Pour Denis Sonwa, chercheur principal au CIFOR (Centre pour la recherche forestière internationale), cette « injustice climatique » est liée à la sensibilité du relief de l’Afrique centrale.

« Quand il y a une source d’émission, dit-il, chaque région du monde va répondre en fonction de ses événements climatiques ou de son relief. Donc, si vous avez une zone qui a une sensibilité importante et qui peut facilement absorber la source de chaleur, il va de soi qu’à ce moment-là vous pouvez avoir un réchauffement plus important. Donc, les paramètres biophysiques contribuent à expliquer l’absorption ou pas du gaz émis vers la surface terrestre ».

Gervais Ludovic Itsoua, expert en gestion des ressources naturelles et changements climatiques, insiste sur cette question des paramètres géophysiques en expliquant que « l’étendue et l’amas du continent africain font que la traversée des airs ne se fait pas d’un trait comme si on était sur une petite superficie.»

« Le fait que l’Afrique soit très étendue joue en sa défaveur quand il s’agit des gaz à effet de serre », poursuit ce dernier qui est par ailleurs point focal du GIEC et coordonnateur des communications nationales à la Ccnucc (Convention-cadre des Nations unies sur les changements climatiques Ndlr) pour la République du Congo.

Conséquences

Quoi qu’il en soit, il ressort de cette conférence que les conséquences du réchauffement climatique en Afrique centrale sont déjà perceptibles. Tant au niveau de la biodiversité que de l’écosystème.

Le rapport du GIEC cite par exemple le dessèchement de certains cours d’eau; entrainant le manque d’eau dans les ménages et dans les ouvrages hydroélectriques…*

Dans le système alimentaire, on constate la baisse de la productivité des cultures. « Les rendements de maïs et de blé ont respectivement diminué de 5,8% et de 2,3% en moyenne entre 1974 et 2008 », indique le rapport.
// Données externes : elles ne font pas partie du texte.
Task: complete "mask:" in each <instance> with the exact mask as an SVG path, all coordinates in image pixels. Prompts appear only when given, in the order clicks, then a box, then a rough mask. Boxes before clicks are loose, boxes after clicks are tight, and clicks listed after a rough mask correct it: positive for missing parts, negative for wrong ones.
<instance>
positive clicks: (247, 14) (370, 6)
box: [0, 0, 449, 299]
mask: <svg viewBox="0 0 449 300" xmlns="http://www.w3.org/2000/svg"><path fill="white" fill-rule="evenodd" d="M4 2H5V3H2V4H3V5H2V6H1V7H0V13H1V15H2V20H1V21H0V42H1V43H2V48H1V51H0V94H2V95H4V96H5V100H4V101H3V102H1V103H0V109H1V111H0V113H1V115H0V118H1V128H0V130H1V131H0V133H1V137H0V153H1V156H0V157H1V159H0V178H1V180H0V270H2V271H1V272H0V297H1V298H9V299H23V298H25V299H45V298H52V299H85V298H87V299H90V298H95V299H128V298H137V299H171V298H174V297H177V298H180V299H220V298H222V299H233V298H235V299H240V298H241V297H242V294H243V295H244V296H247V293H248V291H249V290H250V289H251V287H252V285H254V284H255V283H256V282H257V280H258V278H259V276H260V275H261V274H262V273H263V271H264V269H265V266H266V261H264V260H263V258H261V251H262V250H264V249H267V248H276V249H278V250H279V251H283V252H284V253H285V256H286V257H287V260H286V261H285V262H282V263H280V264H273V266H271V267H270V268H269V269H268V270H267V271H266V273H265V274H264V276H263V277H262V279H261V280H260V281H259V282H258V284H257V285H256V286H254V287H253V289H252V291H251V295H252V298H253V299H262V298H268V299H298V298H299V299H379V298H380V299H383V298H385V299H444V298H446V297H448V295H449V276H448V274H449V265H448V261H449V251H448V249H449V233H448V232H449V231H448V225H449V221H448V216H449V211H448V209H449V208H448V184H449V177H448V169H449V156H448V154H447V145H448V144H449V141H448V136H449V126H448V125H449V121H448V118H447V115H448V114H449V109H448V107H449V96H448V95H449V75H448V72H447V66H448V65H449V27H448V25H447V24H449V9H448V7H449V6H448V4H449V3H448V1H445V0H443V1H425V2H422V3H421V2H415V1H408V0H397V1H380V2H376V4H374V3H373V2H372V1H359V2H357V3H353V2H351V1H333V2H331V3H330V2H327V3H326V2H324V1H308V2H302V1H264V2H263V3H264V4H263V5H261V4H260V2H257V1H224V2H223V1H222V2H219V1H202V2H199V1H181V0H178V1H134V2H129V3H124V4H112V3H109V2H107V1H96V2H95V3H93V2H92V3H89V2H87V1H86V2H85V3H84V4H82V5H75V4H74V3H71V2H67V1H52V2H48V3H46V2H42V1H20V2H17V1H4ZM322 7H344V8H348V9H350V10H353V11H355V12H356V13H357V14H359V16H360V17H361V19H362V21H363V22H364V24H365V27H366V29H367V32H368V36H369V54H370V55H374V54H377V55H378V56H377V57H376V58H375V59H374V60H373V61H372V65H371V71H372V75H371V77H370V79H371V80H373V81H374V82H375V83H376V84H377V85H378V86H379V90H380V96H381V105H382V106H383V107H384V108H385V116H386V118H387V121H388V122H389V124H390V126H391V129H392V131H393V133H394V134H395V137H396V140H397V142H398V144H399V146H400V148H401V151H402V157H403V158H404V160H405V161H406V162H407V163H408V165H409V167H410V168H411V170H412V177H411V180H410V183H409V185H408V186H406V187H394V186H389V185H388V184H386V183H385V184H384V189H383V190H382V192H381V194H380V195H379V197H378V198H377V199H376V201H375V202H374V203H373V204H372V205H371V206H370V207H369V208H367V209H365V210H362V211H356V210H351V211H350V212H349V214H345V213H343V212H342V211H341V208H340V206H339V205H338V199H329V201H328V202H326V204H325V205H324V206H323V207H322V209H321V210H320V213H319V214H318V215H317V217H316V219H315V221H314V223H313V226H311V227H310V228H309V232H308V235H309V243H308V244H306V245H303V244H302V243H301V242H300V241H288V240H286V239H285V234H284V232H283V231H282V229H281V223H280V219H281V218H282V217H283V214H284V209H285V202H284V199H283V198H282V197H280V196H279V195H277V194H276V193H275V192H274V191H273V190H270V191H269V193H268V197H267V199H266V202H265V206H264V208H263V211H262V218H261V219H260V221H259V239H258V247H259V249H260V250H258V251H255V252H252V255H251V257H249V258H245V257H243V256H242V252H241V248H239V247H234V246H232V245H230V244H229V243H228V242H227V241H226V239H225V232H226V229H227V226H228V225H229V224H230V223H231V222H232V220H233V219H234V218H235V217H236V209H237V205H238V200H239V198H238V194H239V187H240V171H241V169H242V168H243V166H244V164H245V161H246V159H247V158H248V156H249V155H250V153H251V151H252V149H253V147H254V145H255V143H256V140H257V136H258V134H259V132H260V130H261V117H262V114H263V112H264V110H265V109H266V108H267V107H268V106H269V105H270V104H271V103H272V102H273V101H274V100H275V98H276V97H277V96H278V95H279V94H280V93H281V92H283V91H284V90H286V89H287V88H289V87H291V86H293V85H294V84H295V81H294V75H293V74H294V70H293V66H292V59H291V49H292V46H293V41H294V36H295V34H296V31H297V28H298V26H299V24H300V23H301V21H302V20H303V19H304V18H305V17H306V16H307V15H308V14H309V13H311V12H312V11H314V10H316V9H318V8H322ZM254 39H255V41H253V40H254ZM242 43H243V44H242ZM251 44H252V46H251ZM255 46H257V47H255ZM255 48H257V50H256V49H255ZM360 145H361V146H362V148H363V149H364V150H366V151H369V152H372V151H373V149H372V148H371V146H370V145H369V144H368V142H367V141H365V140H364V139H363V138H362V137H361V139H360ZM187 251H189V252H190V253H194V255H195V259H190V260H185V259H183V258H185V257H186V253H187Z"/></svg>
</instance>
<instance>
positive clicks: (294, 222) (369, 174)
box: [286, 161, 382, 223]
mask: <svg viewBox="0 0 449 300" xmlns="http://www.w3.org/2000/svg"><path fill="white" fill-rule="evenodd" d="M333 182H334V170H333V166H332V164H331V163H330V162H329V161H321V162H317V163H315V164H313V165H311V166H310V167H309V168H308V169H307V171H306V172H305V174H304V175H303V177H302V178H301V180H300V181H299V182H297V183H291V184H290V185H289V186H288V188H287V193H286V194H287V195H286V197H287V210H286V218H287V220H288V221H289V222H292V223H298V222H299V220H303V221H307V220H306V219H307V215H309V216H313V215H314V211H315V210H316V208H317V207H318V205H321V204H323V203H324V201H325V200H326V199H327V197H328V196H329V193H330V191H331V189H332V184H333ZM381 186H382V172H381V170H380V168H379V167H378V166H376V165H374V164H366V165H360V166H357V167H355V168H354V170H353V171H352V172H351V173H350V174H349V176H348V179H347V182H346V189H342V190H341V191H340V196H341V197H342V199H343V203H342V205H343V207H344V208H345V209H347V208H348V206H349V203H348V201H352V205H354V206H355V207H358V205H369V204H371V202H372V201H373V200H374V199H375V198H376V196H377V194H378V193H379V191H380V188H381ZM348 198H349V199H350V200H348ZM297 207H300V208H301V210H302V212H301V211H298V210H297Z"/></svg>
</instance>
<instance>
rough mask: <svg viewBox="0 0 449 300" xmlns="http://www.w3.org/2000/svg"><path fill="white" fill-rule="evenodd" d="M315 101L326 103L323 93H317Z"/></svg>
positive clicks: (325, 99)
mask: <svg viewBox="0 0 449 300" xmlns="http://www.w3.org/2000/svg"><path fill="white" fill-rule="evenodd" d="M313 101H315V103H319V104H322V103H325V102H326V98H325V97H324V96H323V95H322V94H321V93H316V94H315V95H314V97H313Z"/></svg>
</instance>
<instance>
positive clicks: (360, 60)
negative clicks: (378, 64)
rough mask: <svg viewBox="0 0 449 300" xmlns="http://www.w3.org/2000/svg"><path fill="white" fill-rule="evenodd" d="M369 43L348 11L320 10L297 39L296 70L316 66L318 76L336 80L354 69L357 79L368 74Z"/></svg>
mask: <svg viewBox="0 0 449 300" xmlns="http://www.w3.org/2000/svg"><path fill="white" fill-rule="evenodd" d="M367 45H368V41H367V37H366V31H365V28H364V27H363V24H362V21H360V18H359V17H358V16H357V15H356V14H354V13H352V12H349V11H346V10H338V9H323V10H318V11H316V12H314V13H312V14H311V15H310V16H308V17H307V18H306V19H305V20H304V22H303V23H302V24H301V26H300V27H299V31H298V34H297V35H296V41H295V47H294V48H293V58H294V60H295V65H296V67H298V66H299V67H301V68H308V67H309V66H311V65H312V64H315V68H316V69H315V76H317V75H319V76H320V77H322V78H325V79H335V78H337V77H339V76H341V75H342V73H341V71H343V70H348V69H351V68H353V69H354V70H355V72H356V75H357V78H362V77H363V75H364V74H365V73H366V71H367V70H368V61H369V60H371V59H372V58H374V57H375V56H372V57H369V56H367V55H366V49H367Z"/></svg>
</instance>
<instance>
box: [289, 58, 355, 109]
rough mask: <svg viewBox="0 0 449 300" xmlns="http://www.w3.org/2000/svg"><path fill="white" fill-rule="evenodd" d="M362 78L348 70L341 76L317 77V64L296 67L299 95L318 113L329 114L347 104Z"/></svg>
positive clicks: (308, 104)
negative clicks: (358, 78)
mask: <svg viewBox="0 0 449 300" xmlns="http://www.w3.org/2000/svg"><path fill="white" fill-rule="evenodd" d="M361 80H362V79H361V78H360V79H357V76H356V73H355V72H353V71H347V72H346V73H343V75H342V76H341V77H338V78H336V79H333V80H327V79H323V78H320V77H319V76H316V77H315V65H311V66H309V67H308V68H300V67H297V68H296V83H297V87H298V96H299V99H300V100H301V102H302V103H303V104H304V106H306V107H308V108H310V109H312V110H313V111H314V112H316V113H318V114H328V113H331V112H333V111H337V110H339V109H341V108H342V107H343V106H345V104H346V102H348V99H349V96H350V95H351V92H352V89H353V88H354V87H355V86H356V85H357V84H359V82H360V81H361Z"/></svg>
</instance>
La bonne nouvelle cependant est que des solutions endogènes existent et sont utilisées dans certains pays. Au Cameroun par exemple, « les paysans du mont Oku et de Mbaw qui pratiquent une agriculture de subsistance ont utilisé leurs connaissances autochtones pour faire face aux impacts de la variabilité et des changements climatiques », peut-on lire.La sociologue congolaise (RDC) Marguerite Nzuzi Kenge qui faisait partie du panel de discussions appelle d’ailleurs les pays à s’appuyer sur les femmes en milieu rural pour « sortir de l’enclos du changement climatique ».

« 80% des activités de subsistance en zone rurale sont faites par des femmes qui maitrisent non seulement les saisons mais aussi les méthodes endogènes. On peut donc s’appuyer sur elles en les formant et en les autonomisant, pour une bonne adaptation aux défis du moment », explique cette dernière qui est experte genre et question sociale.

Et pour que ces solutions soient efficaces sur le long terme, Denis Sonwa invite les Africains à un dialogue transfrontalier et à la résilience des chercheurs.

« Ce travail concerté permettra de mettre à la disposition des populations et des autorités, les prévisions climatologiques et de mieux planifier les déforestations pour le développement », propose le chercheur.

Le GIEC prévient que si d’ici 2040, rien n’est fait pour freiner considérablement le réchauffement de la planète, les conséquences seront « désastreuses ».

« Nous devons tout faire pour ne pas dépasser le seuil de 1,5°C de réchauffement parce qu’à 2°C, ce sera la catastrophe », réitère Edmond Totin.

  *  Cet article a été mis à jour le 7 juillet 2022 pour préciser ou compléter certains passages après avoir eu accès à l’enregistrement du wébinaire.